Correspondence to: Cristina Stasi, MD, PhD, Department of Experimental and Clinical Medicine, University of Florence, Largo Brambilla 3, 50134 Firenze, Italy. cristina.stasi@gmail.com

Telephone: +39-55-7947154 Fax: +39-55-7947154

Received: September 4, 2014
Peer-review started: September 5, 2014
First decision: September 27, 2014
Revised: October 14, 2014
Accepted: December 5, 2014
Article in press: December 8, 2014
Published online: March 14, 2015

Abstract

AIM: To evaluate the association between liver stiffness (LS) prior to the initiation of dual/triple therapy and viral response.

METHODS: LS was measured in all patients before treatment was administered. The therapeutic approach was based on hepatic, virological, and immunological evaluations and considered the fact that patients with severe fibrosis (F3) or compensated cirrhosis (F4) in Child-Pugh class A are the primary candidates for triple therapy. In total, 65 hepatitis C virus (HCV) patients were treated with Peg-interferon/ribavirin (Peg-IFN/RBV); 24 patients were classified as genotypes 1/4 (36.92%), and 41 patients were classified as genotypes 2/3 (63.08%) (dual therapy).
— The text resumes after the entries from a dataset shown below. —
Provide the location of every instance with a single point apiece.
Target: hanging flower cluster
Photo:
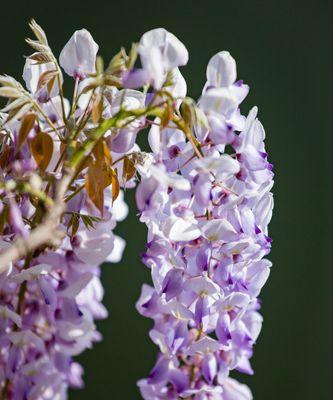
(203, 192)
(207, 209)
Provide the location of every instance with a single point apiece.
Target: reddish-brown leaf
(26, 126)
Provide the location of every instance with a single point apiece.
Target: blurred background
(284, 53)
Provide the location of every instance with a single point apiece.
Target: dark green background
(284, 51)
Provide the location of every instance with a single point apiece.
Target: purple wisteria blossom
(207, 220)
(50, 300)
(203, 192)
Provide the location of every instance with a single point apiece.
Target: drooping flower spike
(203, 191)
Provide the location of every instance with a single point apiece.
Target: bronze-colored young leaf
(94, 186)
(99, 176)
(41, 148)
(26, 126)
(102, 153)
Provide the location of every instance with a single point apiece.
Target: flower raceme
(207, 220)
(203, 191)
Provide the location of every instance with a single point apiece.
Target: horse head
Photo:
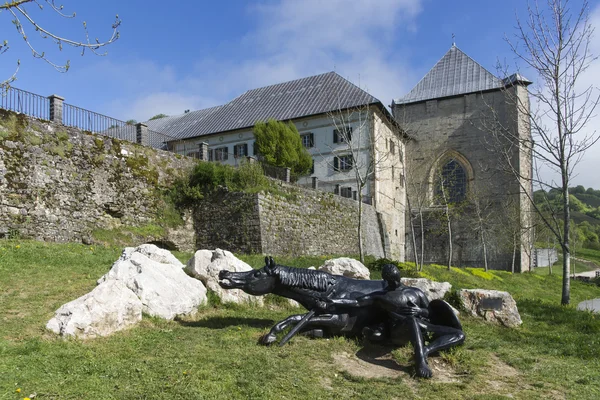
(255, 282)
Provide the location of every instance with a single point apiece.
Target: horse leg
(444, 337)
(271, 337)
(333, 322)
(416, 338)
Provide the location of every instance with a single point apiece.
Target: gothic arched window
(451, 183)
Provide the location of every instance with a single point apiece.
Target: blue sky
(194, 54)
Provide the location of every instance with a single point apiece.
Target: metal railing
(159, 140)
(87, 120)
(25, 102)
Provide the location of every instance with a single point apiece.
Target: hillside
(555, 354)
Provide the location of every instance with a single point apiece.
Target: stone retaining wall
(59, 184)
(295, 222)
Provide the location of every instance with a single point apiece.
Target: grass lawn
(554, 355)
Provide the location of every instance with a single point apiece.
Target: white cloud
(293, 39)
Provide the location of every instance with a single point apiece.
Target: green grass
(555, 354)
(589, 254)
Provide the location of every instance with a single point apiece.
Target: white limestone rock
(159, 281)
(433, 290)
(109, 308)
(492, 306)
(347, 267)
(207, 270)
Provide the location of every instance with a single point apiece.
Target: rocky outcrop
(144, 279)
(206, 265)
(347, 267)
(492, 306)
(158, 279)
(108, 308)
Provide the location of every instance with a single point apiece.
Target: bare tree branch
(22, 20)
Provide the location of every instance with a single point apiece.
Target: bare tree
(482, 221)
(24, 22)
(362, 140)
(554, 42)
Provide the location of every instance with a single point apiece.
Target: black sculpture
(381, 310)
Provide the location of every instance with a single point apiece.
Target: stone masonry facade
(59, 184)
(465, 128)
(296, 222)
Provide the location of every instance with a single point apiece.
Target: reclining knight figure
(412, 318)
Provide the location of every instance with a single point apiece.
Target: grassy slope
(555, 354)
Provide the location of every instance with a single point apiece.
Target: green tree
(279, 144)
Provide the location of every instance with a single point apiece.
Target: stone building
(344, 128)
(465, 124)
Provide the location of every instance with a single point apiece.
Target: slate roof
(456, 73)
(284, 101)
(173, 125)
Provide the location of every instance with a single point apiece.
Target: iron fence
(97, 123)
(25, 102)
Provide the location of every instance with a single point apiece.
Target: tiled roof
(456, 73)
(173, 125)
(284, 101)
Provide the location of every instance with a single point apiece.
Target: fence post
(56, 107)
(141, 134)
(288, 175)
(203, 151)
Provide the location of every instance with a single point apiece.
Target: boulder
(206, 265)
(110, 307)
(433, 290)
(347, 267)
(491, 305)
(159, 281)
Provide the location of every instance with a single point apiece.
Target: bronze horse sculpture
(383, 310)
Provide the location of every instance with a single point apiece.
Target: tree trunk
(412, 231)
(484, 244)
(512, 266)
(566, 289)
(360, 246)
(422, 238)
(449, 237)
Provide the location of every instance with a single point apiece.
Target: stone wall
(59, 184)
(294, 222)
(467, 128)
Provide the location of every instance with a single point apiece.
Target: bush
(207, 177)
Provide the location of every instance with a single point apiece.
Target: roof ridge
(453, 74)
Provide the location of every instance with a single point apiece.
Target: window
(240, 150)
(343, 135)
(308, 140)
(343, 163)
(221, 154)
(451, 185)
(346, 192)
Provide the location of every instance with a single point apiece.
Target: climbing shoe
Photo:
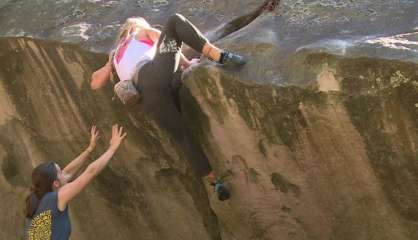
(221, 191)
(232, 59)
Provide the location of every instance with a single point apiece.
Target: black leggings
(159, 82)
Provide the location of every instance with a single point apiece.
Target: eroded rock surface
(317, 135)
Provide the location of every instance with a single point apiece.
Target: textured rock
(317, 135)
(47, 108)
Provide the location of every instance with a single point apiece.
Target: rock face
(47, 109)
(317, 135)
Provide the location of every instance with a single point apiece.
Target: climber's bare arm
(70, 190)
(74, 166)
(154, 35)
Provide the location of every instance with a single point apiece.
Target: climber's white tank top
(131, 54)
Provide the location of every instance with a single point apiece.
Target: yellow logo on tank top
(41, 225)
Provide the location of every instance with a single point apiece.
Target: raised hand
(94, 136)
(117, 137)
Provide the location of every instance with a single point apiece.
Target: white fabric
(136, 53)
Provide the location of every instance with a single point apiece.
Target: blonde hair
(128, 26)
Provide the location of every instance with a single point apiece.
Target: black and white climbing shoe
(231, 59)
(221, 190)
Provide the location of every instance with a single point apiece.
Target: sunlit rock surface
(317, 135)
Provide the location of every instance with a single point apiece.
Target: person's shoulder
(50, 196)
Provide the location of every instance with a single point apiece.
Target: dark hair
(42, 178)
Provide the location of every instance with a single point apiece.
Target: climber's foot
(221, 190)
(231, 59)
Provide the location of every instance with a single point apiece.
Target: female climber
(150, 59)
(52, 189)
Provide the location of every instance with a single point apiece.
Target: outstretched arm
(72, 189)
(74, 166)
(154, 35)
(101, 76)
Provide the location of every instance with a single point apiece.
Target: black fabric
(159, 82)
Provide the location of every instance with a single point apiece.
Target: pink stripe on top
(130, 54)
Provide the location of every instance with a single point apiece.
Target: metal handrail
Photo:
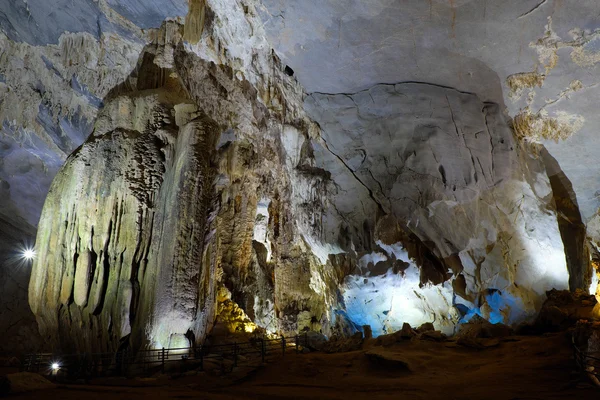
(118, 362)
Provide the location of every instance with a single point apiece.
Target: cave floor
(523, 367)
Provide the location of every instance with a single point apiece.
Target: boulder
(436, 336)
(368, 333)
(426, 327)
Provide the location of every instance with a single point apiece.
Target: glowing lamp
(28, 254)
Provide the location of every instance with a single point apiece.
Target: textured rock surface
(173, 196)
(535, 55)
(57, 62)
(412, 203)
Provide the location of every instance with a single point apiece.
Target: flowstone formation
(206, 194)
(182, 190)
(448, 216)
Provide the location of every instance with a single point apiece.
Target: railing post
(163, 360)
(296, 339)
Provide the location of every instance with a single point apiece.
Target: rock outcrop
(448, 216)
(207, 193)
(182, 188)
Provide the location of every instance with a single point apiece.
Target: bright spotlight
(28, 254)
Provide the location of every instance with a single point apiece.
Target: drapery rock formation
(437, 181)
(206, 194)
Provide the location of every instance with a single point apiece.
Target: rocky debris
(344, 345)
(388, 360)
(407, 332)
(23, 382)
(478, 327)
(562, 309)
(367, 332)
(436, 336)
(426, 327)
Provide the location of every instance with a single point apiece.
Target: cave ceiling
(471, 45)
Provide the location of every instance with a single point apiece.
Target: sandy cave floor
(521, 367)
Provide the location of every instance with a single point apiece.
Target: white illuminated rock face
(204, 175)
(442, 166)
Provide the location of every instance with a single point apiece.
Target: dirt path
(526, 368)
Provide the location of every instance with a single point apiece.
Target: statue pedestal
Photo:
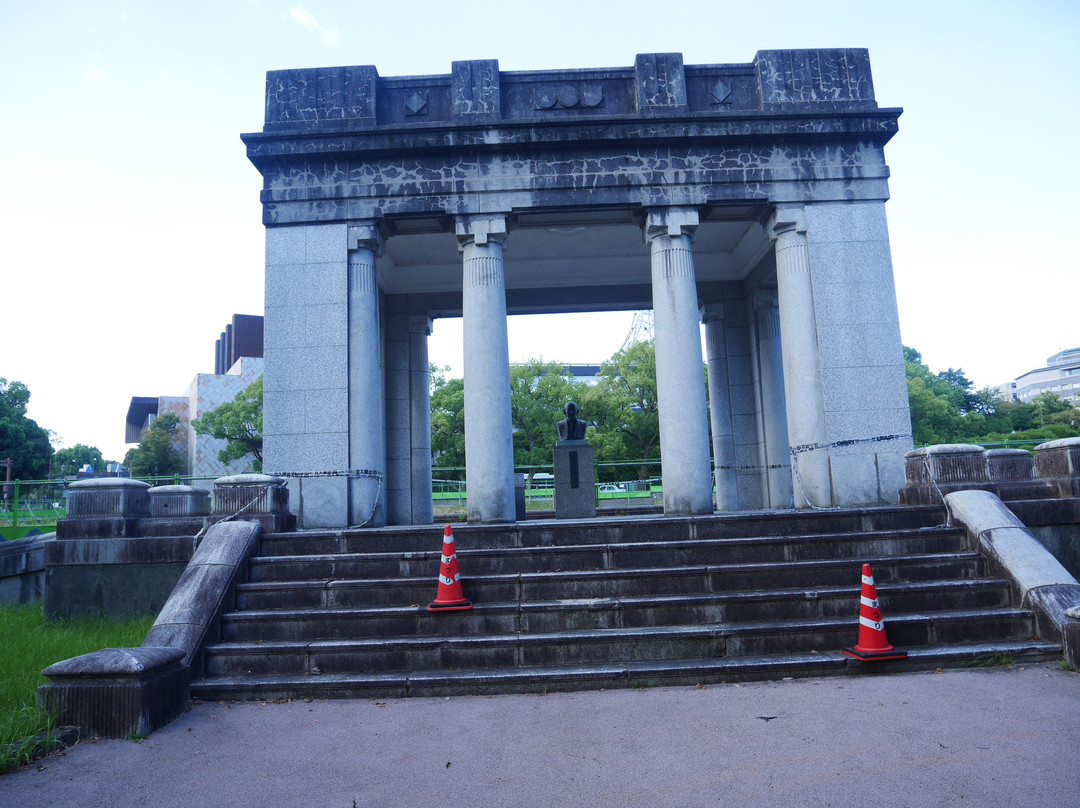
(575, 480)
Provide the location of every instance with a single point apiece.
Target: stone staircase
(619, 602)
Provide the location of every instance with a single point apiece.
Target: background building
(1061, 377)
(241, 347)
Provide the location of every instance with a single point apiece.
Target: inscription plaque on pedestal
(575, 480)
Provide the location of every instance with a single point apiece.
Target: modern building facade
(1061, 377)
(205, 392)
(748, 197)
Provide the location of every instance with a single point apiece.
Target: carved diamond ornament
(416, 104)
(719, 93)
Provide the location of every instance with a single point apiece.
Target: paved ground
(991, 737)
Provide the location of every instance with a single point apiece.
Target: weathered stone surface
(575, 480)
(170, 501)
(118, 691)
(1010, 463)
(1040, 580)
(204, 589)
(108, 497)
(250, 494)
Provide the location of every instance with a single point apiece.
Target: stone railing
(121, 691)
(1013, 474)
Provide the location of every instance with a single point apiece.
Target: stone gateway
(748, 197)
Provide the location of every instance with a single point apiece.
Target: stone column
(680, 384)
(367, 448)
(719, 405)
(802, 384)
(773, 411)
(419, 330)
(397, 409)
(489, 447)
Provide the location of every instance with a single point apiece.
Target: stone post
(367, 447)
(680, 385)
(419, 330)
(489, 448)
(802, 384)
(773, 412)
(719, 405)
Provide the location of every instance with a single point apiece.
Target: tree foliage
(447, 420)
(71, 459)
(156, 454)
(538, 392)
(21, 438)
(946, 409)
(239, 422)
(624, 405)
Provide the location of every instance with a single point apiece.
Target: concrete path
(993, 737)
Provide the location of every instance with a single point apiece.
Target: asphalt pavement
(985, 737)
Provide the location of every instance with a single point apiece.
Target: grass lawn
(28, 645)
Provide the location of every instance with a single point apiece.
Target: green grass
(29, 645)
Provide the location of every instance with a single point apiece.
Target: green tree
(21, 438)
(239, 422)
(75, 457)
(623, 406)
(538, 392)
(448, 422)
(156, 454)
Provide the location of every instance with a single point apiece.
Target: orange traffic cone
(449, 596)
(873, 644)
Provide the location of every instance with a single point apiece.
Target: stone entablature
(342, 143)
(351, 98)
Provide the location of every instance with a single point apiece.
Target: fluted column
(489, 447)
(719, 406)
(367, 449)
(773, 409)
(680, 385)
(802, 382)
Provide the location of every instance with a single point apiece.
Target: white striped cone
(449, 596)
(873, 643)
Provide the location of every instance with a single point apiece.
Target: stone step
(566, 533)
(611, 555)
(606, 645)
(553, 678)
(352, 593)
(604, 613)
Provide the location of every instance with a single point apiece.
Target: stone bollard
(1058, 461)
(1010, 465)
(254, 498)
(173, 501)
(105, 508)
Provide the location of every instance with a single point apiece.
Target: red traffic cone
(449, 596)
(873, 644)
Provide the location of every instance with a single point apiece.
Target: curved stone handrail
(1040, 580)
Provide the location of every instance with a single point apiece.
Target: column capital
(365, 234)
(672, 221)
(419, 324)
(785, 219)
(766, 299)
(712, 313)
(481, 229)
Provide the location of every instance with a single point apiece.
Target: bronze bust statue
(571, 429)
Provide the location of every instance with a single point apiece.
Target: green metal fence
(634, 483)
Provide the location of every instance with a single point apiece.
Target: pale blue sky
(130, 221)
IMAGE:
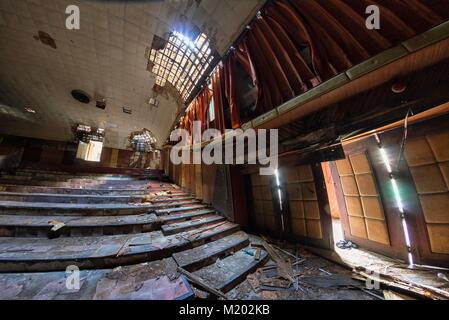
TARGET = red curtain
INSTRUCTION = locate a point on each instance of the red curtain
(294, 45)
(273, 51)
(229, 73)
(218, 90)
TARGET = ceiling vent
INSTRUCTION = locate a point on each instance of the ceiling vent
(81, 96)
(100, 102)
(153, 103)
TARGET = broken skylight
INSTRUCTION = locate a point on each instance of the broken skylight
(182, 62)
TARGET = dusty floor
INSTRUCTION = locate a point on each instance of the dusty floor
(317, 279)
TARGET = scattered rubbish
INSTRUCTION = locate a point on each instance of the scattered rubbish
(346, 245)
(57, 225)
(250, 252)
(371, 293)
(391, 295)
(444, 277)
(326, 272)
(285, 269)
(257, 255)
(219, 263)
(331, 281)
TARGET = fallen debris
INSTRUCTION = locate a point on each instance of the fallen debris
(346, 245)
(198, 281)
(57, 225)
(414, 288)
(285, 269)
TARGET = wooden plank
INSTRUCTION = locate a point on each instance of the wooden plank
(162, 212)
(38, 254)
(186, 216)
(192, 259)
(232, 270)
(174, 228)
(39, 226)
(157, 280)
(198, 281)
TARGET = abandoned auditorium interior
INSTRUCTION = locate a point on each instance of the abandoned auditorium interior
(205, 151)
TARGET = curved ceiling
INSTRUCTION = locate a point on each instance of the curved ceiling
(41, 62)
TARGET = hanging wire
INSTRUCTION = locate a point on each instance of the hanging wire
(404, 138)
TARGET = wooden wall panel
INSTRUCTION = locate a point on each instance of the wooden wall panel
(428, 160)
(363, 202)
(263, 210)
(303, 201)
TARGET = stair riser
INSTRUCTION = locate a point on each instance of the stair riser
(94, 231)
(109, 262)
(187, 228)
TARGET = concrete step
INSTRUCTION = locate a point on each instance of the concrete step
(76, 226)
(187, 215)
(45, 208)
(179, 227)
(38, 254)
(157, 280)
(85, 191)
(169, 211)
(196, 258)
(225, 274)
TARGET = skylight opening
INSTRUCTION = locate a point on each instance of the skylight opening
(182, 62)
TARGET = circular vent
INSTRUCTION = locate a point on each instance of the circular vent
(81, 96)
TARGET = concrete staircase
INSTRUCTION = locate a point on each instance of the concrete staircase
(127, 235)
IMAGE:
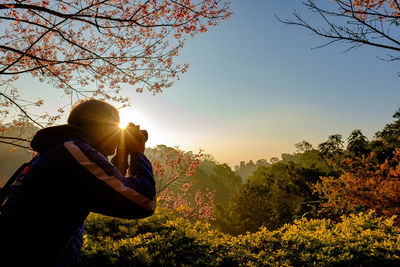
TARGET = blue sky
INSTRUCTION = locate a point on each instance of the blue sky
(255, 88)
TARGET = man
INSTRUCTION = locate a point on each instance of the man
(41, 222)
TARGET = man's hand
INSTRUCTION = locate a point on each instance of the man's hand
(134, 139)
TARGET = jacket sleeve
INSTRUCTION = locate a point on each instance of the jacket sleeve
(105, 190)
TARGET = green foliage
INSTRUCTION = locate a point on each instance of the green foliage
(357, 144)
(275, 195)
(164, 240)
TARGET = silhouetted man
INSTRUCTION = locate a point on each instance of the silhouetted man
(41, 221)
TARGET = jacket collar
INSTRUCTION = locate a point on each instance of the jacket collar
(48, 137)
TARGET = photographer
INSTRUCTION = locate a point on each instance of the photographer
(41, 221)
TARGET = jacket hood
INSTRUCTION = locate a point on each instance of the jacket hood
(47, 137)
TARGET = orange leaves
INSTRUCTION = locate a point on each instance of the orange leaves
(364, 185)
(363, 9)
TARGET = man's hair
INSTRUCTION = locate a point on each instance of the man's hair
(90, 112)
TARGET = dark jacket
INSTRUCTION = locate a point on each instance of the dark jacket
(51, 197)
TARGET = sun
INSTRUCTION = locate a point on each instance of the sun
(126, 116)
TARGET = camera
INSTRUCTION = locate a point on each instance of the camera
(130, 135)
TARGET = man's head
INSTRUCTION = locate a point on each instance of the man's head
(100, 121)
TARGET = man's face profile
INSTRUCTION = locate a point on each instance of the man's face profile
(108, 136)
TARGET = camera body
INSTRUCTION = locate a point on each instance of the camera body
(132, 137)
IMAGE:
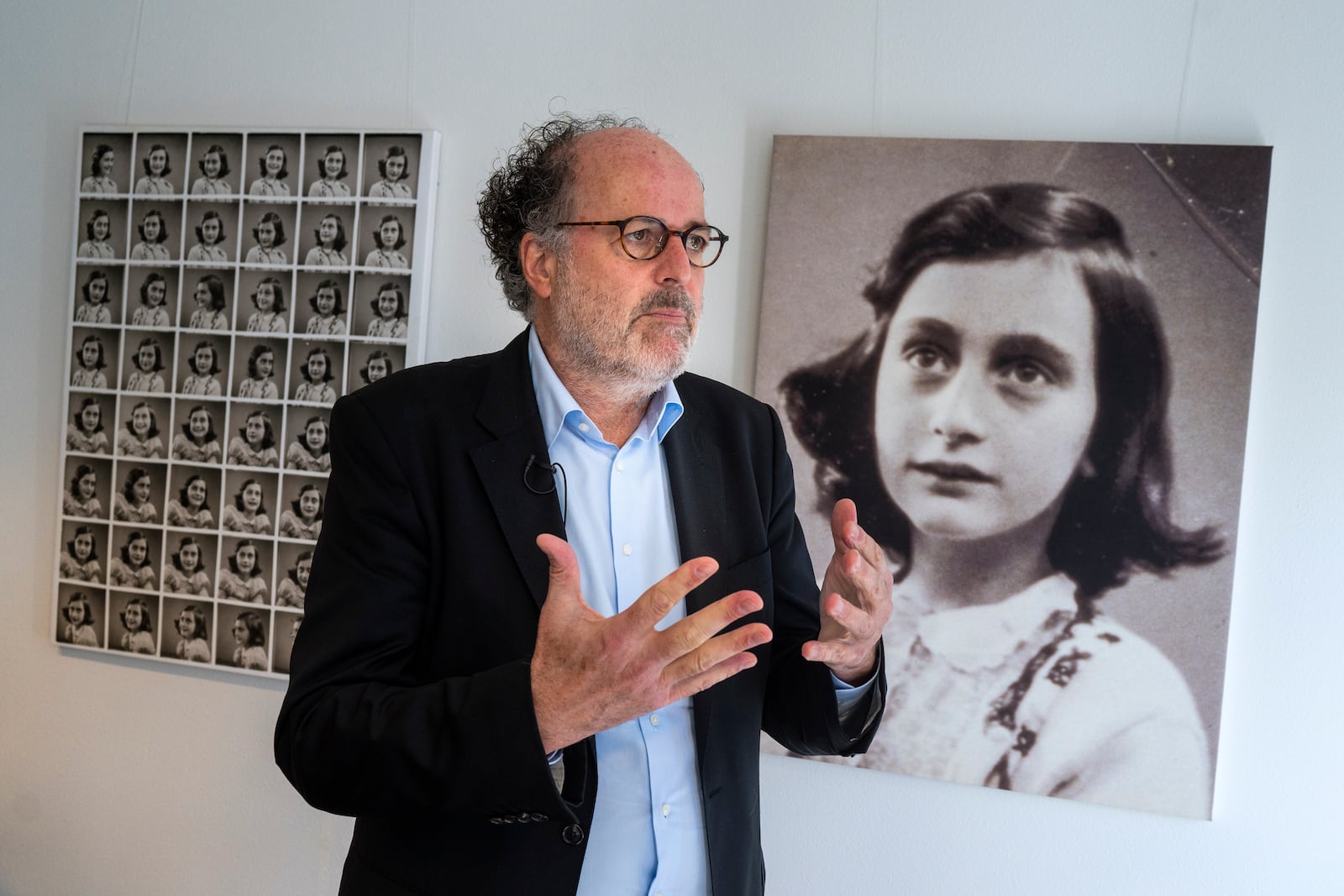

In addition, 20 HCV treatment-experienced genotype 1 patients were treated with PegIFN-RBV and boceprevir (triple therapy). Wilcoxon rank-sum tests were used to compare the groups.

RESULTS: LS significantly differed between dual therapy and triple therapy (P = 0.002). The mean LS value before dual therapy treatment was 8.61 ± 5.79 kPa and was significantly different between patients achieving a sustained virologic response (SVR) 24 weeks after therapy and those who did not (7.23 ± 5.18 kPa vs 11.72 ± 5.99 kPa, respectively, P = 0.0003). The relative risk of non-response to therapy was 4.45 (95%CI: 2.32-8.55). The attributable risk of non-response to therapy was 49%. The mean LS value before triple therapy treatment was 13.29 ± 8.57 kPa and was significantly different between patients achieving and not achieving SVR24 (9.41 ± 5.05 vs 19.11 ± 9.74, respectively; P = 0.008). The relative risk of non-response to therapy was 5.57% (95%CI: 1.50-20.65). The attributable risk of non-response to therapy (70%) was increased compared with dual therapy patients. Pre-treatment stiffness > 12 kPa was significantly associated with non-SVR (P < 0.025) in both groups.

CONCLUSION: Pre-treatment liver stiffness may be useful for predicting the response to treatment in patients treated with either dual or triple anti-HCV therapy.

Keywords: Antiviral therapy, Chronic hepatitis C, Fibrosis, Liver stiffness, Sustained virological response

Core tip: Transient elastography is a non-invasive, easy, reproducible technique that is well tolerated for staging non-significant fibrosis or severe fibrosis/cirrhosis. The assessment of liver fibrosis using transient elastography may be useful to reduce the need for a liver biopsy. In this prospective study, liver stiffness values can also be used as a predictor of response to therapy. A liver stiffness value greater than 12 kPa is a negative predictor of response to both dual and triple therapy. Therefore, transient elastography could be used in clinical practice to improve the selection of patient treatment.